A combination of pandemic lockdowns and videos uploaded to TikTok is blamed for a huge increase in the number of young women, mostly displaying bizarre ‘twitches’ and swearing out of control.
In some cases, Tourette’s Syndrome has become so severe that teenagers have filmed themselves banging their heads on furniture or even slapping other people.
Outbursts also include repeatedly saying words that have little or no context, making rude gestures, or making popping noises.
“There’s a fiercely independent young girl just trapped in her own head, in her own body. It’s really hard to watch,” 14-year-old Metallyka Torzillo’s mother told Channel 9 60 minutes Sunday evening.
The footage then showed Metallica slapping, but not with full force, her mother in the face.
“I anticipated that one,” Metallyka’s mother said 60 minutesSarah Abu.
The teenager has now been diagnosed with Tourette’s disease and a functional neurological disorder.
Metallyka said she often had no control over the tics which manifested as “screaming, screaming, kicking, pinching, biting and spitting.”
She added that confinement and isolation had affected her badly in recent years.
Mikayla Kolbe is another teenage girl who suddenly found herself screaming uncontrollably, going wild, and having verbal and other tics.
At one point, Mikayla was taken to hospital, but doctors were baffled by the way she presented.
“In the hospital it was just this unknown thing going on and they were all a little scared, which scared me a little too,” Mikayla said.
For nine months, Mikayla swore, shouted, threw objects and even did handstands repeatedly. At one point, Mikayla tried to bite her finger.
“It was pretty distressing for everyone around me at the time as well. And I was constantly on edge,” she said.
Pediatric neurologist at Sydney Children’s Hospital in Westmead, Professor Russell Dale, told the program he started seeing the disease in early 2020 at the start of the pandemic.
He now says there are tens of thousands of young people with symptoms around the world.

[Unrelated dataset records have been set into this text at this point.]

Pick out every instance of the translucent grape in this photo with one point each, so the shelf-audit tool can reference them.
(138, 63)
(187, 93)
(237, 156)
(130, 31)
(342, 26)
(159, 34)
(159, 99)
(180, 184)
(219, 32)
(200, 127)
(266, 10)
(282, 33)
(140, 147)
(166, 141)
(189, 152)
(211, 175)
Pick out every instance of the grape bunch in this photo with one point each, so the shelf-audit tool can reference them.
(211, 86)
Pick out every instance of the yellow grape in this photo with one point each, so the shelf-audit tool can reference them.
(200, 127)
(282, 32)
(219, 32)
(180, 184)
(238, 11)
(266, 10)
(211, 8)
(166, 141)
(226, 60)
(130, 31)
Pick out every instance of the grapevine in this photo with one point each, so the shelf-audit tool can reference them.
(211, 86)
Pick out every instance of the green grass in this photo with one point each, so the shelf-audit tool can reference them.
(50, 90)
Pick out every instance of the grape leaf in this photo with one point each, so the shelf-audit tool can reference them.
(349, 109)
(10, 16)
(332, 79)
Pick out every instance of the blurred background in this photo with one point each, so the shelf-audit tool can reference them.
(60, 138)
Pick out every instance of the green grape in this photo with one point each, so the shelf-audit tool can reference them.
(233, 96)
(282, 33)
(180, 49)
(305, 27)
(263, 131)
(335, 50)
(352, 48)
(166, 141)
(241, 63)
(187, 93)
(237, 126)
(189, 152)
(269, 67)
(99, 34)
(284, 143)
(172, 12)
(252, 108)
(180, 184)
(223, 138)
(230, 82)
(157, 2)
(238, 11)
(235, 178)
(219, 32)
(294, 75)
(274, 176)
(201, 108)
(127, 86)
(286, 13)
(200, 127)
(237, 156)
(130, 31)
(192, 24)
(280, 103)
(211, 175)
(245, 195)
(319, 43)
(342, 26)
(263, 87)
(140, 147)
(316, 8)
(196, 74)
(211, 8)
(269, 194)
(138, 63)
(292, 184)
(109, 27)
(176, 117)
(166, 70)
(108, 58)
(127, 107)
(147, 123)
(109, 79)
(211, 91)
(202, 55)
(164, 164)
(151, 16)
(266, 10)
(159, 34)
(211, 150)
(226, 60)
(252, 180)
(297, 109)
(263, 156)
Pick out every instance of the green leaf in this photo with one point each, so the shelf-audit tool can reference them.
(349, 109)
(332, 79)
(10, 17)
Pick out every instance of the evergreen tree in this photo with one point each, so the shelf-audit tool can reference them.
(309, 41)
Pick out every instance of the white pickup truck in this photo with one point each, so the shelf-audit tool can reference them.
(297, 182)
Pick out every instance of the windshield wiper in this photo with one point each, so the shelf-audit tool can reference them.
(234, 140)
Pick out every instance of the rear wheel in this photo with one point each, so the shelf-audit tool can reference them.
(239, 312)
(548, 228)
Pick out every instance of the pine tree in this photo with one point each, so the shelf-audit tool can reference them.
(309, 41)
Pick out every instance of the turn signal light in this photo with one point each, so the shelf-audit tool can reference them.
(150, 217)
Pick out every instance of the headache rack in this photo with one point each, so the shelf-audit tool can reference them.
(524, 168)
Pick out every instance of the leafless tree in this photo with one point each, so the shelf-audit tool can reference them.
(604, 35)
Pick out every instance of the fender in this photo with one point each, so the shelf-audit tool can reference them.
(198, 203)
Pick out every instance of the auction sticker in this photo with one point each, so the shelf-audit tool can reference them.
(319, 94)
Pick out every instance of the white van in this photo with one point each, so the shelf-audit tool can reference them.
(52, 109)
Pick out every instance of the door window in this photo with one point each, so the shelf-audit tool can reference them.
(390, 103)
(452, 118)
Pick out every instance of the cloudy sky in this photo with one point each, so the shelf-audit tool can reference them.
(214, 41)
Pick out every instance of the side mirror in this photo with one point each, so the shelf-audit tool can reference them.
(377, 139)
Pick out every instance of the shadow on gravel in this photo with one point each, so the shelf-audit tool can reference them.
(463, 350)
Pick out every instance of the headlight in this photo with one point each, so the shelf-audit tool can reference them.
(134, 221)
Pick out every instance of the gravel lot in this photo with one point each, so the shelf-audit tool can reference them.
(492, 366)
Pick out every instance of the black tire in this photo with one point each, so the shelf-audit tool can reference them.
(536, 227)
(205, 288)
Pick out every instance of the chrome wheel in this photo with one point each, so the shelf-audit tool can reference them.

This was curious because Tourette’s syndrome usually starts gradually and at a younger age, since these new patients were teenagers and almost all of them were women.
“Some of the tics were similar, but some of them were definitely different,” Professor Dale said.
“There were some pretty violent movements of the arms, sometimes hitting each other.
“And also the vocalizations – so the repetitive noises were different rather than just noises, were much more complicated words and phrases, which are quite weird.
“I had never really heard things like that before.”
One of the patients used to shout at passers-by that she was missing child Madeleine McCann and was kidnapped by her parents.
Professor Dale said the pandemic and isolation could be one of the factors behind the increase in tics. Especially for some young people already struggling with anxiety and stress.
“If you’re chronically stressed, the body starts to fail and struggles to cope and that’s what we think is happening.”
TikTok link to tics
But Prof Dale said social media could also play a role. On TikTok, for example, there are billions of posts showing people with Tourette’s or tics.
Some of the tics seen around the world are identical. The theory is that some were picked up by watching other people’s videos.
“There were similar phrases used over and over by girls across the world, in Australia and America, and that’s what made us think social media was a nexus in what was going on,” said said Professor Dale.
“And I think it became almost like a contagion where they started to imitate or do these mannerisms.
“There’s something called suggestibility, which means if you see something, you’re more likely to do it.”
Mikayla is now fully recovered from her episode.
But many people with the new tics have failed to shake them off. Prof Dale said only 20% of the patients he had seen had not yet fully recovered.
“So that means 80% continue to have these ticks, some quite severely.”
A decrease in socializing with friends and an increase in reliance on social media during the pandemic created a “perfect storm”, he said, which allowed the mess to thrive.